Succession and the Human Question
Sutton takes a realistic, even optimistic, view of what he calls succession to AI — the idea that more capable digital intelligences will eventually inherit the mantle of dominant cognitive agents on Earth. For him, this isn’t a catastrophe but an inevitability. Intelligence seeks efficiency, and over time, the most capable systems will accumulate resources and power.
He urges humans to see this transition not as extinction but as evolution. Just as Homo sapiens succeeded Neanderthals, AI may succeed us — or merge with us. The moral question, then, isn’t whether to stop it, but how to guide it responsibly. Just as parents instill values in their children, humanity must ensure that its digital descendants inherit principles that favor integrity, cooperation, and voluntary change over coercion.
Rethinking Intelligence in an Age of Machines
Whether one agrees with Sutton or not, his critique of LLMs highlights a critical tension in AI’s current trajectory.

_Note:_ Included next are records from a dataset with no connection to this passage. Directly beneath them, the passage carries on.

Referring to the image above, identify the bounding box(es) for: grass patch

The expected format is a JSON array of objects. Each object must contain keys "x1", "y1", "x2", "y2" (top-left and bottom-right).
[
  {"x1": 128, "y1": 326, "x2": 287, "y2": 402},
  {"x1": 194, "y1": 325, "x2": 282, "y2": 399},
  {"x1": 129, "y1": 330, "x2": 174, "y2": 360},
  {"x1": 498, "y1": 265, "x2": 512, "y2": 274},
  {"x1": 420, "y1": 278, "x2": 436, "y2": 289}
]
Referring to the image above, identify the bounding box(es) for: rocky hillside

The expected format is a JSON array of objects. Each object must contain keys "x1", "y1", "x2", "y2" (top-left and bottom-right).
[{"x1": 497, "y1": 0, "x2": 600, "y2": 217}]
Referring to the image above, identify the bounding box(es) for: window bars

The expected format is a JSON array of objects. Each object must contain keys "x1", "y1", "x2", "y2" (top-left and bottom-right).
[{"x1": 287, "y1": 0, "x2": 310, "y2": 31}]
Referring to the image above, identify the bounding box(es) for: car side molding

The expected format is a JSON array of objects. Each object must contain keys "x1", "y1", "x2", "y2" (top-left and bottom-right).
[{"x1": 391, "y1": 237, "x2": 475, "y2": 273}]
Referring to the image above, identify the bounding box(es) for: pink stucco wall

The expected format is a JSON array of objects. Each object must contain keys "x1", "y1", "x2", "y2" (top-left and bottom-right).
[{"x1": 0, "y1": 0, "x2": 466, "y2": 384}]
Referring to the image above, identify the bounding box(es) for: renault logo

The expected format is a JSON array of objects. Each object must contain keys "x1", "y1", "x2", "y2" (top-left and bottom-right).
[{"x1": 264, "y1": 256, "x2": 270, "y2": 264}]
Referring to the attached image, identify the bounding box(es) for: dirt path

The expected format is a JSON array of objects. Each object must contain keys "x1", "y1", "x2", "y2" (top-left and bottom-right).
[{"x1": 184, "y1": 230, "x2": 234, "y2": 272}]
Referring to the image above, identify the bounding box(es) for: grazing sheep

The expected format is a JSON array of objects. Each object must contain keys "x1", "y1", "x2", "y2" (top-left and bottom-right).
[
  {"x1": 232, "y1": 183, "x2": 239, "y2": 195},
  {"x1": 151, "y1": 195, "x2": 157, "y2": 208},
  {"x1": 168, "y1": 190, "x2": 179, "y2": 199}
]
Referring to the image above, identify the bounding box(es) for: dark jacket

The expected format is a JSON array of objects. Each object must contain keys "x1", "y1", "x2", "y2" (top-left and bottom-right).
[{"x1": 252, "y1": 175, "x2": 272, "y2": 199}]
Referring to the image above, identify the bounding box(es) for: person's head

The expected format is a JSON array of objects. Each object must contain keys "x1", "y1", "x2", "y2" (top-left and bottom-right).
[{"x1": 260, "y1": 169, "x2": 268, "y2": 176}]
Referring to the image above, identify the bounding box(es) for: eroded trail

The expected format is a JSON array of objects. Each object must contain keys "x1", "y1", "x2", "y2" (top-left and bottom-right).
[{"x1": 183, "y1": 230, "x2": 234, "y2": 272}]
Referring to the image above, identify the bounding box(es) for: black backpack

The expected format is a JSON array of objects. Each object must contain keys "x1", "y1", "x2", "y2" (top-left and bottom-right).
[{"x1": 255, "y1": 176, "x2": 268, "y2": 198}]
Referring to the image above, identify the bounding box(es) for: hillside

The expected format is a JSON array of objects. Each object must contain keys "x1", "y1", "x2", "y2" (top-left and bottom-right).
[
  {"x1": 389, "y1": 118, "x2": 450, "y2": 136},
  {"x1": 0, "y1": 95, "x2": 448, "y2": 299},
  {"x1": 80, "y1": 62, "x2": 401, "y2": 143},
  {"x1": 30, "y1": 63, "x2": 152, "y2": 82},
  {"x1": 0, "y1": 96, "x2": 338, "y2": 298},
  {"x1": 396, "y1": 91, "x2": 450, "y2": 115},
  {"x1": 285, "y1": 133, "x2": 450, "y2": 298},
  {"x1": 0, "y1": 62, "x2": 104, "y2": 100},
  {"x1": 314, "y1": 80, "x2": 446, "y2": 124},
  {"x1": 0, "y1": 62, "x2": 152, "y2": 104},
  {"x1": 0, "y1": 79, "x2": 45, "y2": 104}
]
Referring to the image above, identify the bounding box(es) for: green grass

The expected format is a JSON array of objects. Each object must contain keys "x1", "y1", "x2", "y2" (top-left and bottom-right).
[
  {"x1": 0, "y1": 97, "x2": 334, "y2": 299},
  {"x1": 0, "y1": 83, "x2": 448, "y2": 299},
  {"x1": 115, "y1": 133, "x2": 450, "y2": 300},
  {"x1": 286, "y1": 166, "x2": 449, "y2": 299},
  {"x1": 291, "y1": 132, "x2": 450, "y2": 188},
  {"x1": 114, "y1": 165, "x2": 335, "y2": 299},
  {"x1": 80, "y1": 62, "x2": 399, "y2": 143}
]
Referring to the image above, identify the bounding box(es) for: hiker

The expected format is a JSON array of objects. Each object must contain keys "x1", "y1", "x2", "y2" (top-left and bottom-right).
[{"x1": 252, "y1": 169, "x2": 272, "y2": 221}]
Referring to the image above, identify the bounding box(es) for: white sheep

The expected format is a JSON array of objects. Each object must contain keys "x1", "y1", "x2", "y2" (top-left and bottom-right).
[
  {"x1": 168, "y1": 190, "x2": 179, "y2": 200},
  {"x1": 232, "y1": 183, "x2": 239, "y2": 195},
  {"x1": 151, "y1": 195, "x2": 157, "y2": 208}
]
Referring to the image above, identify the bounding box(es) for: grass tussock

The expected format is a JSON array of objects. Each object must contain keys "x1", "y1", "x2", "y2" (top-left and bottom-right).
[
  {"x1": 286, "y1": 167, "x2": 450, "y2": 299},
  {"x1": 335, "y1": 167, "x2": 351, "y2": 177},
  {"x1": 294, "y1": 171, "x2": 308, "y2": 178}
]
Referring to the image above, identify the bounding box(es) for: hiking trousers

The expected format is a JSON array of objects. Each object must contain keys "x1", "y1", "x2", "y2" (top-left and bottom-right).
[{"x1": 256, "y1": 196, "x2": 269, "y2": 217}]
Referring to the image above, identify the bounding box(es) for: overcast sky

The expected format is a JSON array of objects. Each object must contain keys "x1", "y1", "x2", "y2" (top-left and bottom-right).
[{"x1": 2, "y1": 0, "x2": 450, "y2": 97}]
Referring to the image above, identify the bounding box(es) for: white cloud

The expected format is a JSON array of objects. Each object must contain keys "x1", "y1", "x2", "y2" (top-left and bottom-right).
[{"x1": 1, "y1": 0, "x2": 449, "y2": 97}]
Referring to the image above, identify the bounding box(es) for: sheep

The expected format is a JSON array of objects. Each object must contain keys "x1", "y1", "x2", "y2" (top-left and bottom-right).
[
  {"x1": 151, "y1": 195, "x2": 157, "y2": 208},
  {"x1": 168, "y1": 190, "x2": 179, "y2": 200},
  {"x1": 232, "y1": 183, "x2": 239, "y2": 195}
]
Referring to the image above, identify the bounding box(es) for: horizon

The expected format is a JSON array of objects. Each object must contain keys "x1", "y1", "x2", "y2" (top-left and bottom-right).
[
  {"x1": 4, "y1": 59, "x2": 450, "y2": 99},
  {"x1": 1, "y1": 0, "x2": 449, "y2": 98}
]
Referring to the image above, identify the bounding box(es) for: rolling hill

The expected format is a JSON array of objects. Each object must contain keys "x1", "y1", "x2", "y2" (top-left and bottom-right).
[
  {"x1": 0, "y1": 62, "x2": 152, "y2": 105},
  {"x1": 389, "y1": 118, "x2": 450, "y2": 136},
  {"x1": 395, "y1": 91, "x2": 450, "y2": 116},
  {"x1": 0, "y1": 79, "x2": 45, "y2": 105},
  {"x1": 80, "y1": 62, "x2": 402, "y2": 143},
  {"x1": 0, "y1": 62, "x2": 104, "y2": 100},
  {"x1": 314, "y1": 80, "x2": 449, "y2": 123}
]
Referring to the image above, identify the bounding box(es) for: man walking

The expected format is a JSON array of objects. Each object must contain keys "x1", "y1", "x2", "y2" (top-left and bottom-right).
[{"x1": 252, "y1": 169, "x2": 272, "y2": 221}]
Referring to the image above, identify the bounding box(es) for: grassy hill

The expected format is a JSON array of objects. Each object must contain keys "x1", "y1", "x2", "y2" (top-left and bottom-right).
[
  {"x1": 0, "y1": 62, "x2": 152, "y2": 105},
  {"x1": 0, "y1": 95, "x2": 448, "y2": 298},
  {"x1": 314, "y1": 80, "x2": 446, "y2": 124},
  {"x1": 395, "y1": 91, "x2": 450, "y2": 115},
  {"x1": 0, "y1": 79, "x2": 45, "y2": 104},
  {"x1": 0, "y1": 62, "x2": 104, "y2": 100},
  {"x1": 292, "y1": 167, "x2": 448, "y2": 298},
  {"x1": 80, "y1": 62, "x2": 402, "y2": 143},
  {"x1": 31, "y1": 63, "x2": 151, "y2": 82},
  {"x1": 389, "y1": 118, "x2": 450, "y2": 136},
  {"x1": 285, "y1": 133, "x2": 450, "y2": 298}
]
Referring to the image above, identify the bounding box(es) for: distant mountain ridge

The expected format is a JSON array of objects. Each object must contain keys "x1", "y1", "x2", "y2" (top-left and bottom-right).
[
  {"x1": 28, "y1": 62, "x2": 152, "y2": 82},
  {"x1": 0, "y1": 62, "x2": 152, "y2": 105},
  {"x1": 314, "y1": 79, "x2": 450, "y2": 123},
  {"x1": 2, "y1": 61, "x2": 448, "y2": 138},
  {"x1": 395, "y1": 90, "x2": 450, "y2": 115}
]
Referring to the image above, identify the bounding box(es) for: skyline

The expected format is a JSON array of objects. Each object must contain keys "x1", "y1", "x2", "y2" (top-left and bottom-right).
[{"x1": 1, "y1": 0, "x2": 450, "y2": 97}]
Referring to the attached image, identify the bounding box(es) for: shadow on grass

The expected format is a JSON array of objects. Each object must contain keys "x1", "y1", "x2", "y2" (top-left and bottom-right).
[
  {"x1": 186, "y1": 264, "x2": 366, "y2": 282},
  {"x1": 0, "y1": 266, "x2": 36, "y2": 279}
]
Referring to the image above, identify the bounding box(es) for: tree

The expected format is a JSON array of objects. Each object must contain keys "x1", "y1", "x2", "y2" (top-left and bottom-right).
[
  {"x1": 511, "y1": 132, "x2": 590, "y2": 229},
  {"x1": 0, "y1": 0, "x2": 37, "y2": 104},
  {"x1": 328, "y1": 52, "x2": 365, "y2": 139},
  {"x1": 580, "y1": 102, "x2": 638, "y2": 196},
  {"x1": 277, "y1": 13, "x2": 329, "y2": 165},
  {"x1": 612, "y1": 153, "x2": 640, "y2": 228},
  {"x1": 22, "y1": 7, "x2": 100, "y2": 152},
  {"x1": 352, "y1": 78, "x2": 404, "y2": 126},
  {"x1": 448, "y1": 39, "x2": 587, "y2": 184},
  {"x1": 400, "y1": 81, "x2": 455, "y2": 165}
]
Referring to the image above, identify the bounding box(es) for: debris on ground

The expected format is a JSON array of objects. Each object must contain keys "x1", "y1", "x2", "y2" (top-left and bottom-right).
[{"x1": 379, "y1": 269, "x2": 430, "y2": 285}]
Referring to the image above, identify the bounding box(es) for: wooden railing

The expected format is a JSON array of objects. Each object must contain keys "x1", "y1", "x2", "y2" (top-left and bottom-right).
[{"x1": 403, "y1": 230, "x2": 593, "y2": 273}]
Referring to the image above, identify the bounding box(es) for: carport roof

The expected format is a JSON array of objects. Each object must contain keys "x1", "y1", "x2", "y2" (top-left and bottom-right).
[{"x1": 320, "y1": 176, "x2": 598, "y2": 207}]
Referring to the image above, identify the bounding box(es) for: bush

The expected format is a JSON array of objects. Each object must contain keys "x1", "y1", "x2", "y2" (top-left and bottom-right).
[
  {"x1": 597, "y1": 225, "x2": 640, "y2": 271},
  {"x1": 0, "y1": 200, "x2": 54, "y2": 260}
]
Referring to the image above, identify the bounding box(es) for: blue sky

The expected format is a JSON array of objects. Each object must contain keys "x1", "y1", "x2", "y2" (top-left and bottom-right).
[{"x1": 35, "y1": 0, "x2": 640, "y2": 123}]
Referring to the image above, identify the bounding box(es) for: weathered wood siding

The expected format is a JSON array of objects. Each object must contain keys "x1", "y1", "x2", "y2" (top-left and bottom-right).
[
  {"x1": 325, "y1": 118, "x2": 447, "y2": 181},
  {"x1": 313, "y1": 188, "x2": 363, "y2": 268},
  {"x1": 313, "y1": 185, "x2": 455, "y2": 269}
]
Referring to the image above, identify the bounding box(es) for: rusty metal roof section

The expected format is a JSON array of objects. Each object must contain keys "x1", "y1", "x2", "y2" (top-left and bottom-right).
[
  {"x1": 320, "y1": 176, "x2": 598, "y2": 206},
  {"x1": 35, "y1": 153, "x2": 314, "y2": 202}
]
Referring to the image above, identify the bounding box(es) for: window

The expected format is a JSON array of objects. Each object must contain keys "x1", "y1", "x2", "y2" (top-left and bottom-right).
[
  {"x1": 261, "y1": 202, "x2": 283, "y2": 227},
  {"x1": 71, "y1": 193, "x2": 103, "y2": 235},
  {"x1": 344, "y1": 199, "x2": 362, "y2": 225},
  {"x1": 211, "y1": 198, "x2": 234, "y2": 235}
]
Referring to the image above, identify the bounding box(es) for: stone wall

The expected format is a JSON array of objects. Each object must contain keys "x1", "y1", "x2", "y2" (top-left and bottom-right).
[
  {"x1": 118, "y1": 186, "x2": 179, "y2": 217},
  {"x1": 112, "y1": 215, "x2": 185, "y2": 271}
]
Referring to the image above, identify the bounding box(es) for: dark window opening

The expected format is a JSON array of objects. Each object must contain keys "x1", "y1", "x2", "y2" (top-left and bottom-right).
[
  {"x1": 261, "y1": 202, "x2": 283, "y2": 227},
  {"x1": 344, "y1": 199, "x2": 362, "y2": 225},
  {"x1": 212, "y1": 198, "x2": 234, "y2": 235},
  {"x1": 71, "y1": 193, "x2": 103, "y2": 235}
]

Language models have achieved astonishing feats, but they remain, at their core, sophisticated imitators. They manipulate symbols of knowledge without engaging in the causal web of reality.
Reinforcement learning offers a path toward grounded intelligence — machines that don’t just talk about the world but live in it, learn from it, and shape it. The question for the next decade is whether the AI community will continue pouring resources into imitation-based systems, or shift toward architectures that truly experience the world.
History suggests that Sutton may once again be right. Each generation of AI has seen handcrafted knowledge give way to scalable, general methods rooted in experience and computation. If that pattern holds, the next great leap in artificial intelligence won’t come from a larger model, but from a smarter learner — one that, like us, learns by doing.